A complaint from a soldier inside JTF2 - Canada's elite special forces unit - was the trigger behind a series of secret military probes into the handling of Afghan prisoners that only came to light this week.

The investigations have probed the alleged improper killing of Afghans, sources say.

The accusation of misconduct levelled by one member of Joint Task Force 2 against another came from an unusually tight knit group that considers itself a descendant of such units as the famed Devil's Brigade commandos of the Second World War.

Retired colonel Michel Drapeau, an expert in military law, said it would be tremendously daunting for a JTF2 soldier to break ranks from such an elite unit and launch a complaint.

"The missions on which they are deployed [are]unseen, unheard and unsupervised in many respects," Mr. Drapeau said. "It's a brotherhood, the bonds of which are unparalleled any place else for somebody to make allegations."

The Canadian Forces refuses to divulge details of the complaint - which concerns both a JTF2 soldier and the special forces chain of command, except to say it covered operations in Afghanistan between 2005 and 2008.

"The vast majority of Canadian Forces personnel are performing their tough assignments with typical Canadian honesty and integrity," Forces Captain Dave Scanlon said.

The normally secretive JTF2 has been waging a separate war in Afghanistan from the rest of Canadian Forces. Bound by somewhat different rules of engagement, they've been fighting in the shadows alongside the elite U.S. Special Forces, hunting down Taliban and al-Qaeda leaders.

The complaint led to three separate investigations within the Canadian military, Ottawa says. Two have yet to report.
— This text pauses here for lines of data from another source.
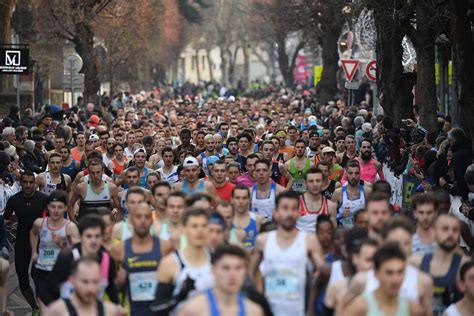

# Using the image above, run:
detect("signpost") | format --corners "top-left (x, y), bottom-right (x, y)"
top-left (63, 54), bottom-right (84, 106)
top-left (365, 60), bottom-right (377, 81)
top-left (0, 47), bottom-right (30, 75)
top-left (0, 35), bottom-right (30, 118)
top-left (341, 59), bottom-right (360, 81)
top-left (341, 59), bottom-right (360, 106)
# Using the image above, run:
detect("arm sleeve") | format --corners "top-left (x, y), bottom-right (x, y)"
top-left (39, 249), bottom-right (73, 305)
top-left (105, 258), bottom-right (119, 304)
top-left (3, 198), bottom-right (14, 220)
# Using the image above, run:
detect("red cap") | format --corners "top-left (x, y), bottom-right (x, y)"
top-left (88, 115), bottom-right (100, 127)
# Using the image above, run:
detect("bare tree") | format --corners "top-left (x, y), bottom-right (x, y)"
top-left (252, 0), bottom-right (305, 87)
top-left (450, 0), bottom-right (474, 149)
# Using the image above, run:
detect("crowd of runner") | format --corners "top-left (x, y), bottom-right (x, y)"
top-left (0, 90), bottom-right (474, 316)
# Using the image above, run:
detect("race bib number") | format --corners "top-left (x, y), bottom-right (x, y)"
top-left (38, 248), bottom-right (61, 266)
top-left (265, 270), bottom-right (301, 300)
top-left (293, 181), bottom-right (306, 192)
top-left (339, 215), bottom-right (354, 228)
top-left (128, 271), bottom-right (157, 302)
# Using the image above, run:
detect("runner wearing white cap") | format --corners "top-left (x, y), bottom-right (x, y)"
top-left (175, 157), bottom-right (219, 199)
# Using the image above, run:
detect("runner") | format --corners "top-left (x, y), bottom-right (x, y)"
top-left (197, 134), bottom-right (217, 176)
top-left (100, 138), bottom-right (116, 166)
top-left (68, 159), bottom-right (122, 222)
top-left (71, 131), bottom-right (86, 161)
top-left (310, 227), bottom-right (374, 315)
top-left (339, 135), bottom-right (359, 168)
top-left (261, 140), bottom-right (286, 186)
top-left (112, 186), bottom-right (160, 241)
top-left (341, 217), bottom-right (433, 315)
top-left (108, 144), bottom-right (128, 179)
top-left (282, 138), bottom-right (312, 193)
top-left (60, 146), bottom-right (81, 181)
top-left (275, 130), bottom-right (295, 159)
top-left (250, 159), bottom-right (285, 218)
top-left (322, 238), bottom-right (377, 314)
top-left (231, 185), bottom-right (263, 251)
top-left (214, 133), bottom-right (229, 159)
top-left (226, 163), bottom-right (240, 184)
top-left (411, 193), bottom-right (438, 255)
top-left (318, 160), bottom-right (341, 200)
top-left (157, 147), bottom-right (179, 187)
top-left (211, 160), bottom-right (235, 201)
top-left (158, 191), bottom-right (187, 249)
top-left (151, 209), bottom-right (214, 315)
top-left (174, 157), bottom-right (219, 200)
top-left (236, 154), bottom-right (260, 188)
top-left (296, 166), bottom-right (337, 232)
top-left (357, 139), bottom-right (384, 184)
top-left (0, 258), bottom-right (10, 316)
top-left (318, 146), bottom-right (343, 182)
top-left (365, 193), bottom-right (392, 245)
top-left (178, 245), bottom-right (263, 316)
top-left (112, 202), bottom-right (171, 316)
top-left (118, 166), bottom-right (140, 219)
top-left (250, 191), bottom-right (324, 315)
top-left (124, 148), bottom-right (153, 189)
top-left (332, 160), bottom-right (371, 228)
top-left (36, 153), bottom-right (71, 195)
top-left (207, 212), bottom-right (227, 253)
top-left (443, 261), bottom-right (474, 316)
top-left (39, 214), bottom-right (118, 305)
top-left (146, 171), bottom-right (161, 191)
top-left (45, 258), bottom-right (127, 316)
top-left (151, 181), bottom-right (171, 224)
top-left (343, 244), bottom-right (419, 316)
top-left (226, 137), bottom-right (239, 161)
top-left (410, 214), bottom-right (469, 316)
top-left (98, 207), bottom-right (115, 252)
top-left (236, 133), bottom-right (253, 172)
top-left (3, 170), bottom-right (48, 315)
top-left (30, 190), bottom-right (79, 311)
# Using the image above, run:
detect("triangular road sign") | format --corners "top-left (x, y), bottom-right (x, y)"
top-left (341, 59), bottom-right (360, 81)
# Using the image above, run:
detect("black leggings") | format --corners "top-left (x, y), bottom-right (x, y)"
top-left (15, 236), bottom-right (31, 291)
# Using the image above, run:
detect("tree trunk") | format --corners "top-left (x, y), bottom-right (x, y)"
top-left (219, 46), bottom-right (228, 86)
top-left (416, 39), bottom-right (437, 132)
top-left (109, 62), bottom-right (115, 98)
top-left (227, 46), bottom-right (239, 87)
top-left (451, 0), bottom-right (474, 150)
top-left (74, 22), bottom-right (100, 103)
top-left (242, 41), bottom-right (250, 89)
top-left (374, 0), bottom-right (414, 127)
top-left (0, 0), bottom-right (16, 92)
top-left (277, 36), bottom-right (304, 89)
top-left (206, 49), bottom-right (214, 81)
top-left (316, 23), bottom-right (343, 104)
top-left (193, 49), bottom-right (201, 84)
top-left (413, 1), bottom-right (438, 132)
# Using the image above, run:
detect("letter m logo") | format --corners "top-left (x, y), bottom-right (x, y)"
top-left (5, 50), bottom-right (20, 66)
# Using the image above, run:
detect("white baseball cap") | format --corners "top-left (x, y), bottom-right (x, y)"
top-left (183, 157), bottom-right (199, 168)
top-left (89, 134), bottom-right (100, 140)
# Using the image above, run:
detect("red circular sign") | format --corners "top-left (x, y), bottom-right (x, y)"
top-left (365, 60), bottom-right (377, 81)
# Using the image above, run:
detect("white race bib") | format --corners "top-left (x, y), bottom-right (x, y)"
top-left (265, 269), bottom-right (301, 300)
top-left (128, 271), bottom-right (157, 302)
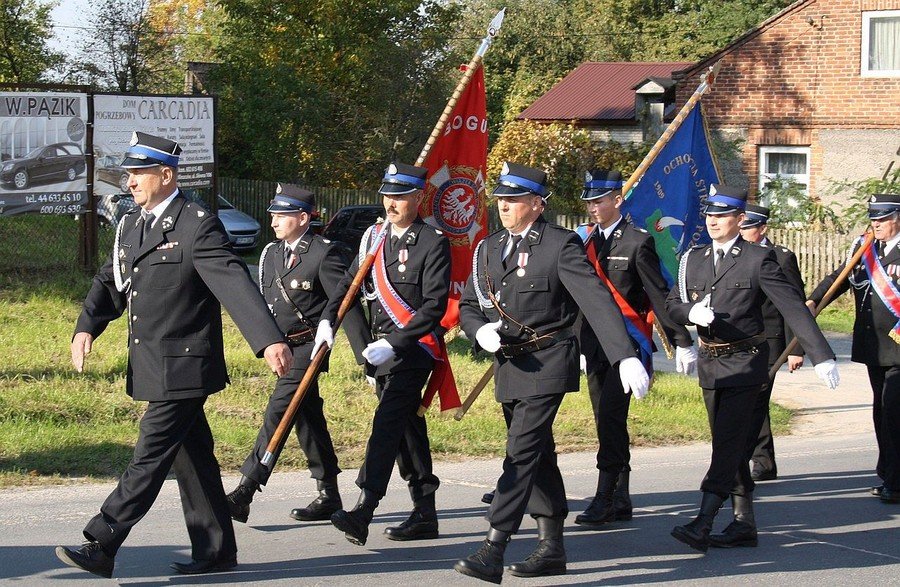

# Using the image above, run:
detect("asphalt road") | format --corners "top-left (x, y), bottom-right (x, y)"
top-left (0, 337), bottom-right (900, 587)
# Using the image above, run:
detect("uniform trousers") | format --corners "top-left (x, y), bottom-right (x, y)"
top-left (587, 361), bottom-right (631, 475)
top-left (84, 397), bottom-right (237, 560)
top-left (748, 338), bottom-right (785, 473)
top-left (487, 393), bottom-right (569, 533)
top-left (866, 365), bottom-right (900, 492)
top-left (356, 367), bottom-right (440, 502)
top-left (700, 383), bottom-right (768, 497)
top-left (241, 368), bottom-right (341, 485)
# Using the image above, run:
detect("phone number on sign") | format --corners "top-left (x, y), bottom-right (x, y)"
top-left (39, 204), bottom-right (84, 214)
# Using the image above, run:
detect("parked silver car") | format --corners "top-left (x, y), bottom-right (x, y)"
top-left (97, 190), bottom-right (260, 251)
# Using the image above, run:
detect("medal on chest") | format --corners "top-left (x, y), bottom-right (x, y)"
top-left (516, 253), bottom-right (528, 277)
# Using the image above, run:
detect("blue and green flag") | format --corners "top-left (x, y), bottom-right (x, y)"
top-left (622, 107), bottom-right (719, 287)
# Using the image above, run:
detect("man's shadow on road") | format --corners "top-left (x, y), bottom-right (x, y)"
top-left (14, 471), bottom-right (900, 585)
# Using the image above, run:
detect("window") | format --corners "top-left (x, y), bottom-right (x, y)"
top-left (860, 10), bottom-right (900, 77)
top-left (759, 147), bottom-right (809, 194)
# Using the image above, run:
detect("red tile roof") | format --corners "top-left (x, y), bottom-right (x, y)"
top-left (518, 61), bottom-right (694, 121)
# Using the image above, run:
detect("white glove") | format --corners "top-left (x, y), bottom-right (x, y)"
top-left (688, 294), bottom-right (716, 326)
top-left (309, 320), bottom-right (334, 359)
top-left (619, 357), bottom-right (650, 399)
top-left (363, 338), bottom-right (396, 367)
top-left (813, 359), bottom-right (841, 389)
top-left (475, 320), bottom-right (501, 353)
top-left (675, 346), bottom-right (697, 375)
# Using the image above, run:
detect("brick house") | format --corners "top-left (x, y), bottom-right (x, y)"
top-left (673, 0), bottom-right (900, 202)
top-left (517, 61), bottom-right (692, 143)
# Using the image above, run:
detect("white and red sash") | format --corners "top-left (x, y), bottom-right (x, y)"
top-left (372, 227), bottom-right (462, 412)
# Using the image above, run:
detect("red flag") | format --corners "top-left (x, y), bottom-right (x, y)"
top-left (419, 66), bottom-right (488, 330)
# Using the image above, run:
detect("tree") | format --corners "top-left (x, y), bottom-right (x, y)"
top-left (211, 0), bottom-right (460, 187)
top-left (0, 0), bottom-right (64, 83)
top-left (65, 0), bottom-right (166, 92)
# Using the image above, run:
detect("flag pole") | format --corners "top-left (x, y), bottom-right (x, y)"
top-left (622, 61), bottom-right (722, 359)
top-left (454, 61), bottom-right (721, 420)
top-left (416, 8), bottom-right (506, 417)
top-left (416, 8), bottom-right (506, 166)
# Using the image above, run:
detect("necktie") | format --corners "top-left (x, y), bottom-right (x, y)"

The first, codenamed Sand Trap I, looked at the allegations against the JTF soldier and Canadian Special Operations Forces Command, which reports directly to the chief of the Defence Staff. Between 2005 and 2008 this was General Rick Hillier.

It spanned 16 months and reported in October, 2009. Forces officials say there was not enough evidence gathered to support laying charges.

But the military says it uncovered "additional allegations" during this first probe that triggered a second investigation, called Sand Trap II, which began in October, 2009, and has yet to conclude.

The Forces in 2008 also set up a board of inquiry into the matter that continues to this day.

Scott Taylor, editor of Esprit de Corps magazine, says boards of inquiry are an effective way for the Canadian Forces to clamp down on internal talk about the investigations.

"It's almost the internal effect of a gag order. It's to prevent people from going out to the media or saying anything," Mr. Taylor said.

He was reluctant to speculate what the substance of the JTF2 complaint was but said it could stem from a soldier's disquiet with how joint operations with the U.S. were conducted.

"It could be someone queasy about American procedures as opposed to our own," Mr. Taylor said.

"They [the Americans]do snatch-and-grab operations and this is what it could be."

U.S. special forces came under fire for a botched nighttime raid in eastern Afghanistan last February. NATO was forced to apologize after the soldiers were accused of killing five people including two pregnant women.